The passing numbers in wins and losses are skewed because Brees has to take more chances when he’s trying to make up a big deficit in the fourth quarter. The Saints’ passing numbers go way down in the fourth quarter — New Orleans has thrown 10 of its 11 interceptions in the second half — but that has more to do with the score than the game clock. New Orleans also has tossed seven interceptions while trailing and trying to come back.
“You have to take chances,” Brees said, “and you have to be more aggressive.”
Boiling everything down, New Orleans has to find a way to start faster, both on every series of downs and in the game overall.

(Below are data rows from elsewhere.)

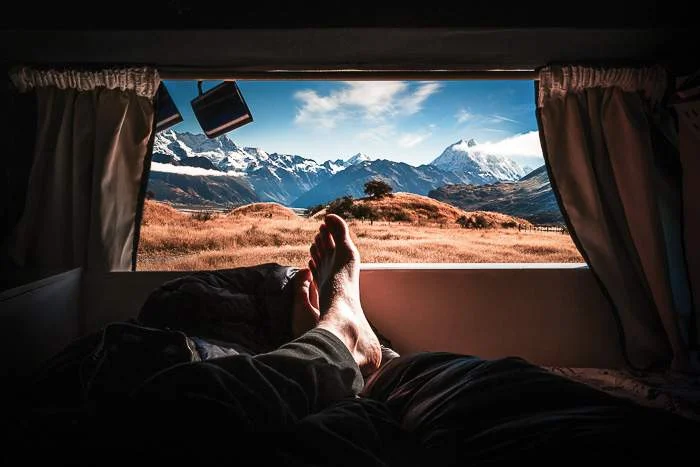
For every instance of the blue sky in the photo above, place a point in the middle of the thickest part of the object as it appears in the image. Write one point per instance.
(408, 121)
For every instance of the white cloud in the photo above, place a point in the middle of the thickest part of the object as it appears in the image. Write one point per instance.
(408, 140)
(377, 133)
(413, 102)
(525, 145)
(187, 170)
(500, 118)
(371, 100)
(462, 116)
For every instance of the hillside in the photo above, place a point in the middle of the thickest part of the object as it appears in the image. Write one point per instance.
(269, 210)
(214, 191)
(417, 209)
(157, 213)
(531, 198)
(401, 177)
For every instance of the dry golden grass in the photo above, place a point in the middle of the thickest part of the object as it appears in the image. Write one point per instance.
(263, 210)
(171, 240)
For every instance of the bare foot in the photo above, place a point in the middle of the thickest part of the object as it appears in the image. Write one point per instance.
(305, 313)
(335, 265)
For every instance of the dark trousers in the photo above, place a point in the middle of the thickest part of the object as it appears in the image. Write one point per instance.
(306, 404)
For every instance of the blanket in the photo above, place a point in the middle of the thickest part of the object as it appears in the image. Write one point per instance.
(425, 409)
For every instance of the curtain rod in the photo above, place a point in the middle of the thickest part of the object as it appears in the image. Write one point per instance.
(345, 75)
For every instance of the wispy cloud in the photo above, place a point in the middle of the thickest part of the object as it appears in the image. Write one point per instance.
(525, 145)
(500, 118)
(408, 140)
(371, 100)
(378, 133)
(462, 116)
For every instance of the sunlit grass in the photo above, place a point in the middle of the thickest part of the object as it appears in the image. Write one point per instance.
(171, 240)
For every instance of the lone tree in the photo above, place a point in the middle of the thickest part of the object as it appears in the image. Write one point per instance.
(377, 188)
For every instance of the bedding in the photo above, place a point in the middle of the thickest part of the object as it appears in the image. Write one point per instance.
(208, 370)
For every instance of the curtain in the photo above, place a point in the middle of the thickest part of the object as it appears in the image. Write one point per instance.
(92, 138)
(612, 155)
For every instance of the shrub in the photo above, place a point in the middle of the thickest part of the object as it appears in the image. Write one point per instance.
(377, 188)
(314, 209)
(341, 207)
(203, 216)
(364, 211)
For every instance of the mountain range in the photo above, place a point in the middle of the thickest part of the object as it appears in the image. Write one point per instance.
(190, 168)
(531, 198)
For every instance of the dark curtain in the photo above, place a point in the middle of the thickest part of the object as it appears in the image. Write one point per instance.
(612, 154)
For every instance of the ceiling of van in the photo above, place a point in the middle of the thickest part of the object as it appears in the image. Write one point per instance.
(260, 37)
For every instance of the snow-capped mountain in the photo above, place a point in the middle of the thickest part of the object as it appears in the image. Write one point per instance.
(481, 167)
(401, 176)
(273, 177)
(357, 158)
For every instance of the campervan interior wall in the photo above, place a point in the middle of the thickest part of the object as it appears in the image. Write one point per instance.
(551, 314)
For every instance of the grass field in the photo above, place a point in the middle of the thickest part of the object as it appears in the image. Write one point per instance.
(266, 232)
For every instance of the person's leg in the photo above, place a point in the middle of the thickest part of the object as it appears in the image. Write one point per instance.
(273, 390)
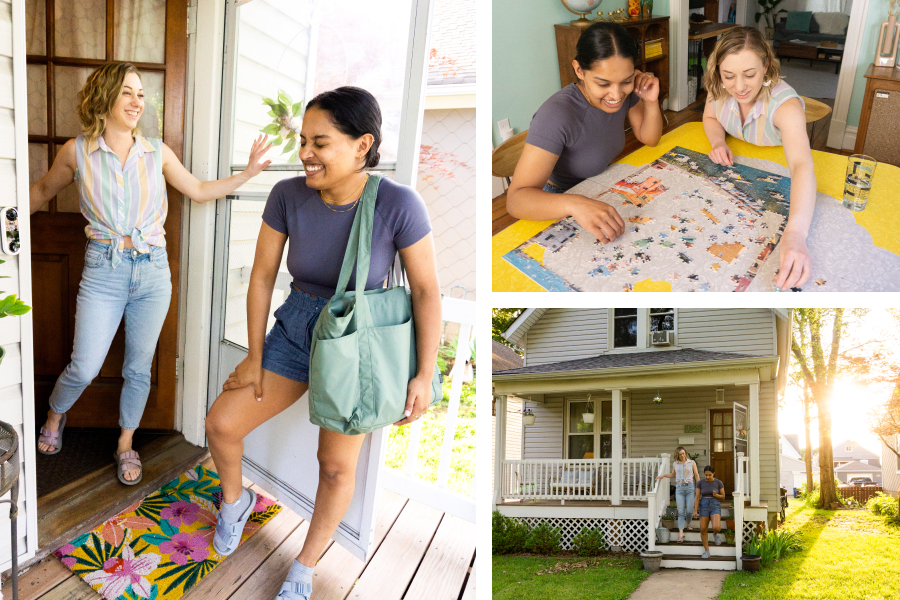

All of the Saints’ passing numbers are better in the first half and when the Saints have the lead.
And to start fast, New Orleans can’t dwell on the offensive struggles of the past three weeks.
“We have to remain confident,” tight end Benjamin Watson said. “One of the hardest things to do is, when you have a couple of games that don’t go your way, your confidence starts to wane. So confidence, both individually as football players and also collectively, we have to understand: We have good plays, and we have good players. We’ve obviously, the early part of the season, done fairly well, haven’t done as well the last few games, but that doesn’t mean we can’t get back to where we need to be.”
One of the NFL’s best defenses will be waiting in the Superdome on Sunday. New Orleans better get back on track quickly.